Crystal Finn encountered three otters while swimming in Northern California.

An HBO actress got a rude surprise when she was attacked by a group of otters this summer. "I felt something on my backside and on my leg," Crystal Finn told The San Francisco Chronicle. Finn appeared in the fourth season of Succession and performed alongside Will & Grace star Debra Messing in the Broadway play Birthday Candles. The incident happened in July while she was swimming in Northern California's Feather River near the Plumas National Forest. "I started looking around and yelling out, and (the otters) popped up right in front of me. Then they dove down and started going at me again." As Finn was being treated for bite wounds at Tahoe Forest Hospital in Truckee, the doctors informed her that they had recently treated another person for otter bites, which they believed to be the first such incident reported in the region in recent years.  

An otter attack on a human is rare but not unprecedented. This month, otters in southern Montana injured three women on inner tubes floating on a tributary of the Missouri River, and one wounded victim had to be airlifted to a hospital after she suffered injuries, according to the Associated Press. In Finn's case, it was probably a result of the heavy rains this winter that flooded Feather River to its highest level in decades. While Finn's extended family has lived in the area for generations, they have rarely witnessed the rivers that flow through the area reaching such a high level. It was the high level of water that prompted her to take a swim upstream to a pool of water that had formed at the base of a cluster of rocks. Diving off a boulder, she felt the predator's first bite. 
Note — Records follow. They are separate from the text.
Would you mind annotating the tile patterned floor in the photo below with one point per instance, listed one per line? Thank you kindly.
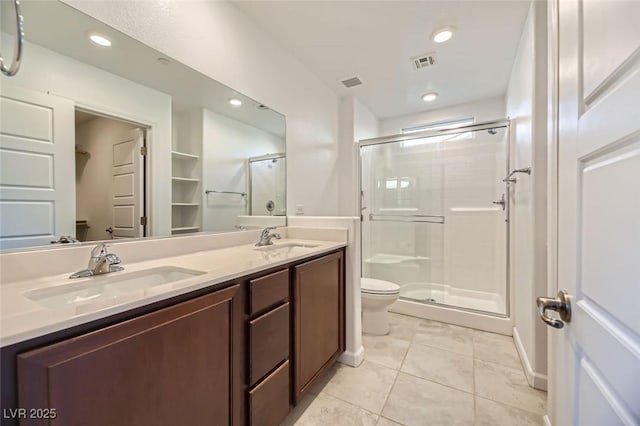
(426, 373)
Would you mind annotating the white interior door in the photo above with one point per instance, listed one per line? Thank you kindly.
(37, 198)
(128, 193)
(597, 353)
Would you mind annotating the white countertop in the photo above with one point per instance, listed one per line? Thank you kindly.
(23, 318)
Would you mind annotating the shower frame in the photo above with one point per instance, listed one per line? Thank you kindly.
(250, 177)
(487, 125)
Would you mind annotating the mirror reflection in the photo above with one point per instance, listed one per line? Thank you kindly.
(102, 137)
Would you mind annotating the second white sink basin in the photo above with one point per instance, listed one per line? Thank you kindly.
(102, 288)
(287, 246)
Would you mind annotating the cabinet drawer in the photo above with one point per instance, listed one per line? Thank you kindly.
(269, 401)
(268, 290)
(268, 342)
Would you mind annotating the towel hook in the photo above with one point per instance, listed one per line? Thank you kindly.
(17, 54)
(526, 170)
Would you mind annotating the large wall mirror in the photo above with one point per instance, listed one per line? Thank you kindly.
(103, 137)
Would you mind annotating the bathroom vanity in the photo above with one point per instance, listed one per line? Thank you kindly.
(237, 351)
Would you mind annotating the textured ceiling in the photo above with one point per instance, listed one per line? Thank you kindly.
(376, 39)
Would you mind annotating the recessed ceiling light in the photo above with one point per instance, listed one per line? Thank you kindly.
(429, 97)
(442, 34)
(100, 40)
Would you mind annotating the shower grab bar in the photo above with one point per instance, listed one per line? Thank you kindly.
(209, 191)
(526, 170)
(406, 218)
(17, 54)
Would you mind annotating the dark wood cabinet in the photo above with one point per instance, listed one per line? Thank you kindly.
(269, 401)
(173, 366)
(242, 352)
(268, 342)
(318, 324)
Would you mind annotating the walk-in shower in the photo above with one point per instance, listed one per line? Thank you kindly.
(435, 213)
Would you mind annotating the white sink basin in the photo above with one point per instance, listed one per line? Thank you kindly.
(103, 288)
(285, 246)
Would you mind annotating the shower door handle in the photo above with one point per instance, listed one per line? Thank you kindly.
(560, 304)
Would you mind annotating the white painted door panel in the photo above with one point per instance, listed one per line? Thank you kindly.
(597, 354)
(37, 199)
(128, 185)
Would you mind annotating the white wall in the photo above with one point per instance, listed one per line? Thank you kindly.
(94, 174)
(227, 144)
(482, 110)
(356, 123)
(217, 39)
(93, 89)
(526, 106)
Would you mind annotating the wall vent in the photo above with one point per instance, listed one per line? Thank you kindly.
(424, 61)
(350, 82)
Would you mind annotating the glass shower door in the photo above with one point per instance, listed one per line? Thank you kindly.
(430, 223)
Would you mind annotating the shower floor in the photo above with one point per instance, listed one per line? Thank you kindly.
(447, 295)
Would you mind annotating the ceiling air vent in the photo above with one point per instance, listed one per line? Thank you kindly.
(424, 61)
(350, 82)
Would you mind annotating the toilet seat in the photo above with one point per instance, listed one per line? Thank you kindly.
(374, 286)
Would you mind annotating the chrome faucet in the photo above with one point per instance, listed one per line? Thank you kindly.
(265, 237)
(100, 262)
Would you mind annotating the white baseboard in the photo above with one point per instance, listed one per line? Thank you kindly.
(353, 359)
(536, 380)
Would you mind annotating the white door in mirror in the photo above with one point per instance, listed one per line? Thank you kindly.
(36, 168)
(128, 185)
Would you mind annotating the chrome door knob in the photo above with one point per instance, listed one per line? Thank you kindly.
(560, 304)
(501, 202)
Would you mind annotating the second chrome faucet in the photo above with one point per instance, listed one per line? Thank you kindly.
(266, 236)
(100, 262)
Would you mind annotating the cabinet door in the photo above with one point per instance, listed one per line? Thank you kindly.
(318, 319)
(170, 367)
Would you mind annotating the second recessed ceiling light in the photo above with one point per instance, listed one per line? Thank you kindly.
(442, 34)
(430, 97)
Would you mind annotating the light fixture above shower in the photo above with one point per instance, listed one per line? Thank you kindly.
(100, 40)
(442, 34)
(429, 97)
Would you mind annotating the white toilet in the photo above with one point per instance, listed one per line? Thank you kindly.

Finn explained that moments after the attack started, three otters appeared on the water's surface, about six inches away from her face. While the relationship between the otters was unclear, she suggested that one of the otters was a mother protecting her two offspring. The otters "dove back down" and began biting Finn again as she scrambled on the banks of the narrow riverway. She fought them off with her feet and managed to crawl onto a rock for safety before the otters disappeared."I could see the bites on my legs and knew I had been bitten on my butt — that one was the worst, but I couldn't see it," she said. "The bites really hurt."

According to the actress, she was unaware of the otters before she entered the river, but even if she had seen them, she wouldn't have expected danger. "If I had seen them, I don't think it would have given me pause," she said. "I would have thought, 'Oh, those cute river otters.'" In a warning to anyone who wished to swim in Northern California waterways, Finn advised them to be aware of the aquatic mammals, as they can become aggressive and territorial when protecting their young, so they should remain alert. Despite her intention to return to the river with her daughter, she fears that the otters would have seriously injured her child. "It would have been a lot worse," she said.